To further evaluate the predictability of the proposed workflow, observed proportions of spike-in in the sequencing reads (R observed) were compared to the expected ones (R expected) from the suspension added to the sample (V1). Observed proportions were calculated dividing spike-in reads by total filtered reads. Expected R’s were calculated from qPCR results after clearing the term R from Eq. 6. They were calculated for each sample independently since its value depends on the exact amount of the spike-in suspension added to the sample and approximate marker wild copies (Cw) guessed from the qPCR. For samples that had not been quantified by qPCR, expected target ratios were computed by extrapolating average Cw from the measured ones. In the case of bacteria, R was split among the two species in the spike-in based on the CNV of the 16S rRNA: 3 copies in I. halotolerans and 7 copies in A. halotolerans. Comparisons were expressed symmetrically around 0 by taking base 2 logarithm of the fold change of observed proportions divided by expected proportions. Log2 ratios of fold change from samples measured by qPCR were compared to the extrapolated ones with t-student tests.

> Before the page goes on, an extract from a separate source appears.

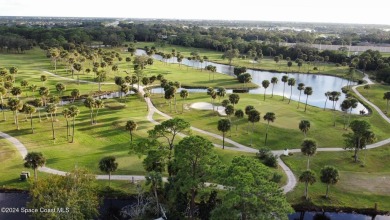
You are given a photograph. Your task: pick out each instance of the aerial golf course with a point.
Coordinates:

Alpha and beta diversity. Procrustes superimposition
Alpha diversity was assessed with phyloseq::estimate_richness. Absolute abundances of bacterial phyla and fungus classes were visualized with stacked bar plots.
Beta diversity was evaluated with Multidimensional Scaling (MDS) on Bray-Curtis (BC) distances (phyloseq::ordinate) on the OTU-tables with compositional and absolute data of bacteria and fungi. Composite data was transformed by multiplying feature proportions (sum 1) by the geometric mean of absolute counts per sample. The logarithm was applied to both, transformed compositional and quantitative data. Then, symmetric Procrustes analyses with vegan::procrustes (Oksanen et al. 2020) were run on the first two dimensions of the MDS to compare the effect of using compositional versus quantitative abundance in beta diversity. The non-randomness (significance) of the MDS configuration between relative and absolute beta diversities was tested with the vegan::protest function with 999 permutations, and the m12 correlation was reported (Peres-Neto and Jackson 2001).